In Lena Holoway’s world, people are cured at eighteen. Once a person turns eighteen, they no longer have to worry about contracting the deliria that takes hold of one’s entire being and consumes them from the inside out. The government’s eradication of love has made for a safer society, and Lena can’t wait to have the cure herself, because her life will be happy, safe, and controlled. But with something like three months before her scheduled operation, Lena falls in love, and everything changes.
There’s a problem inherent in having your debut novel be one of the best books of the year: when your second novel comes out, there are a lot of high expectations for it to deliver. If it doesn’t, the fall from grace is all the harsher. While Oliver’s second novel is still good, it doesn’t come close to touching last year’s excellent Before I Fall.
What Oliver does well is create prose that is beautiful and haunting. She has a way of setting a scene and capturing moments between characters that is breath-taking. There were several times when this reader stopped and reread sentences because they were just so pretty. So yeah, Oliver has the technical skill to tell a story. But the fact that she can write makes the weak spots in the novel all the more glaringly obvious.

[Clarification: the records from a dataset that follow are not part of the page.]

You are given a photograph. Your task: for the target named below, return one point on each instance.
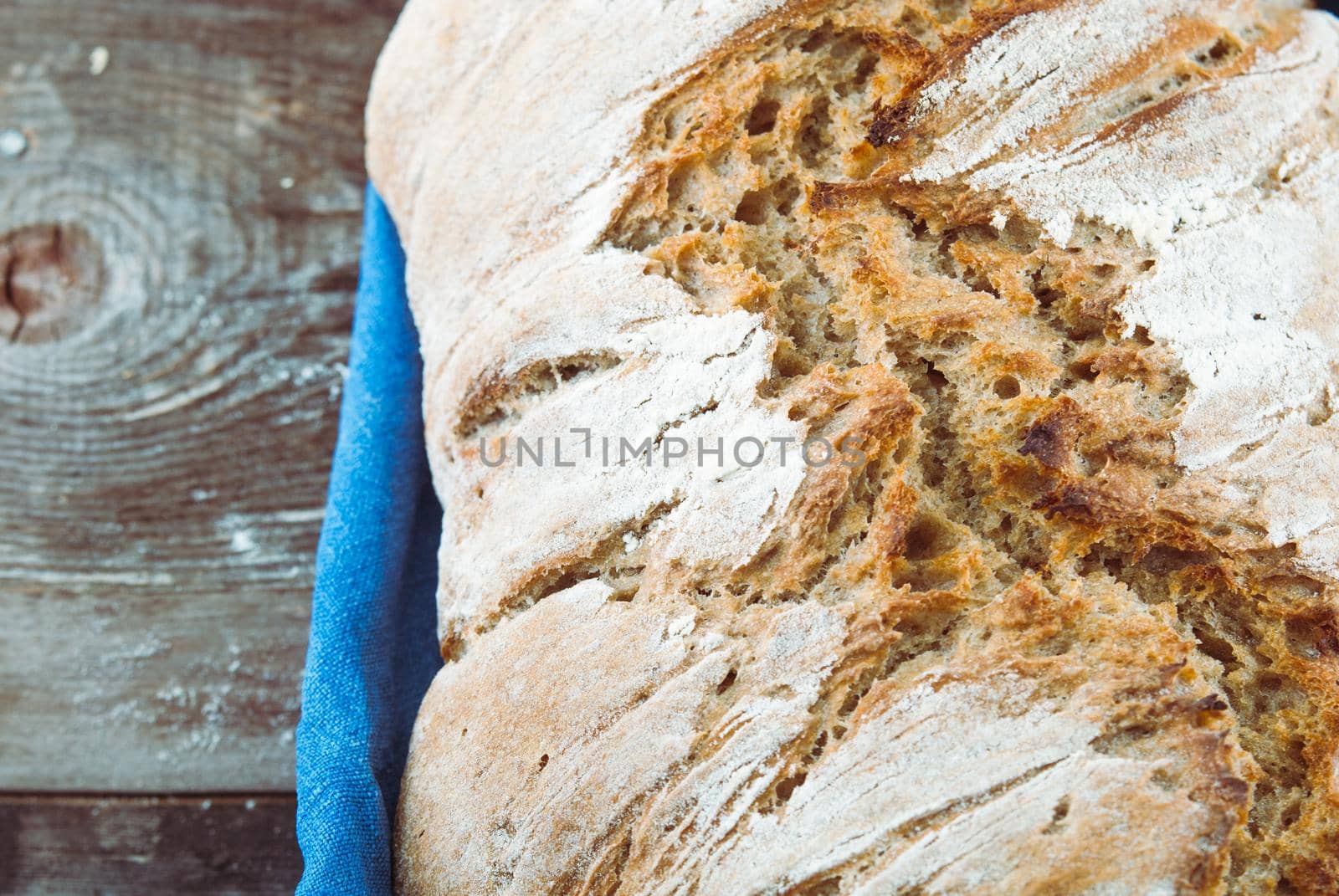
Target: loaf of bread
(1044, 300)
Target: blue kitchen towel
(372, 648)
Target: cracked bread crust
(1071, 626)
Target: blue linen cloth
(372, 648)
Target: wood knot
(53, 281)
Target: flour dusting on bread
(1061, 268)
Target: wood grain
(178, 245)
(147, 847)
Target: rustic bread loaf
(1062, 272)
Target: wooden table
(180, 209)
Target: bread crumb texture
(1065, 271)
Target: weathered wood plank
(178, 238)
(117, 847)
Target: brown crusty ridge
(1064, 271)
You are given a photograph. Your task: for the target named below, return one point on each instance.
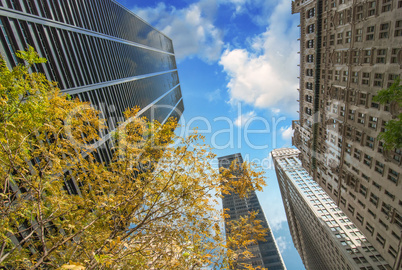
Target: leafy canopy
(153, 206)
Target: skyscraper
(349, 50)
(324, 237)
(265, 254)
(100, 52)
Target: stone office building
(100, 52)
(349, 50)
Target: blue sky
(237, 63)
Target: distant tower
(266, 254)
(323, 235)
(100, 52)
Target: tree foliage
(154, 206)
(392, 136)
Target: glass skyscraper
(322, 234)
(98, 51)
(265, 254)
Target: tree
(154, 206)
(392, 136)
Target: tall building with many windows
(323, 235)
(265, 254)
(349, 51)
(98, 51)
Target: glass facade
(266, 254)
(323, 235)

The first problem that I had as a reader was the plausibility of such a society. We are told that the cure was well-received, even in its early stages. We are told that people lined up to be cured from the dangers associated with love, but we are not told why. Lena’s society is not so different from the one in which we live today: it’s a society based on similar values, and it’s one in which Christianity (Judeo-Christian) has a strong influence. One of the building blocks of the religious influence is the general concept of love, which is seen as a good thing–so what happened to make people fear it so much? There is no inciting event, no terrible tragedy that would have coerced or scared people into wanting this cure. So how did it happen?
From this pretty big question stems other ones. The world-building that Oliver engages in isn’t enough to make me feel like it’s a truly dystopian society. For as long as the novel is, very little is spent on giving us details about the world in which Lena lives. There’s a curfew for those who aren’t cured, and there’s some segregation of the sexes, but that’s pretty much all we’re given. I couldn’t help but want more insight into the daily life of Portland. The information dump at the beginning of the novel is a little clunky, and when compared to how few breadcrumbs readers are thrown in the rest of the novel, it’s unsatisfying.
Finally, there’s the issue of characterization. While Lena herself is perfectly fine as a character (maybe a little too everygirl-ish), Alex, her love interest, is never fully developed. He’s from the Wilds, and he likes poetry (though I’m not sure that he’s as smart as he thinks he is, because I think he misses the point of Romeo + Juliet), but other than that, he’s bland, bland, bland. What are his motivations? What does he want? Who is he? Why are these questions that I’m still asking after finishing a 400+ page book?
I realize that this is the beginning of a planned trilogy, and it’s possible that Oliver is simply setting the stage for the next two books. But I couldn’t help but feel that this book was overly-long for something that left me feeling as if I didn’t really know the world nor its characters. The last third of the book is the strongest when it comes to pacing, and the ending is a cliff-hanger that will ensure that readers will come back to see what happens in the next installment, but this reader will enter the next book with some reservations.
Delirium hits shelves on February 1st, 2011.
Delirium by Lauren Oliver. HarperTeen, February, 2011. ARC accepted from publisher.